Summer is, by far, the grandest of the four seasons. Summer gives us wonderful fruits like sweet cherries and ripe, juicy peaches; it gives us summer vacation and a chance to lounge on sunny beaches; and, best of all, it gives us opportunities to have cookouts.
Cookouts are the ideal summer activity: it gives you a chance to get together with friends and family, soak up the sun and the breeze, and wait for a perfectly cooked dinner to be served.
If you’ve just finished college or moved into an apartment, it’s time to start furnishing your place. It may seem like a luxury, but a grill is absolutely essential for summer get-togethers.
If you live in an apartment, your choices may be somewhat slim since many property management companies aren’t crazy about gas or charcoal grills. Gas tanks can leak and explode if not installed properly, and charcoal fires can easily get out of control. So, check out a portable grill or an outdoor electric grill: you won’t get that charred crispness that we all love on grilled meat, but you’ll also avoid a major fire hazard. And that’s a little more important than perfect grill marks.
Living in a house gives you many more choices. If you’re the person who hosts a lot of summer parties, you’ll need a large grill that can handle lots of food at once. But the big question is whether you’d prefer gas or charcoal.
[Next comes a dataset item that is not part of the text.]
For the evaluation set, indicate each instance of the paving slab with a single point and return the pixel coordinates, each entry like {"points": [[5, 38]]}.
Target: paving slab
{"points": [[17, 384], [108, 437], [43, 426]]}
Both types have advantages and drawbacks, depending on how often you’ll use your grill and your price range.
A gas (or propane) grill is great for frequent use—prepping your gas grill takes just minutes, since all you have to do is flip a switch and wait a few minutes for it to warm up. Once your grill is ready to go, your food will cook more quickly and evenly than on a charcoal grill. And temperature control isn’t a major issue with a gas grill: most have control knobs that allow you to adjust the heat easily. The tricky part is replacing and maintaining tubes and valves connecting the grill to a gas tank. You’ll want to make sure those parts are in tip-top shape, and do a complete check-up when you bring the grill out of storage for a new summer.
Charcoal grills appeal to outdoor chefs who love the sight of a fiery pit and the taste of meat grilled over briquettes. Charcoal grills are also much more affordable than gas grills, and don’t have all the fancy (and breakable) knobs and tubes of a gas grill. But you’ll need to dump and clean it regularly to keep it in top working order, and that can get messy. Charcoal grills also take much longer to heat up than gas grills, and controlling the heat is much tougher. Finally, you’ll need to stay alert when using a charcoal grill, as sparks or stray briquettes could start a fire outside of the grill’s pit.
When you choose a grill, remember that you’re making an investment: it will become part of your home, and a major part of the summer parties and gatherings you host. Choose wisely, and your grill could become one of the best things about your summer.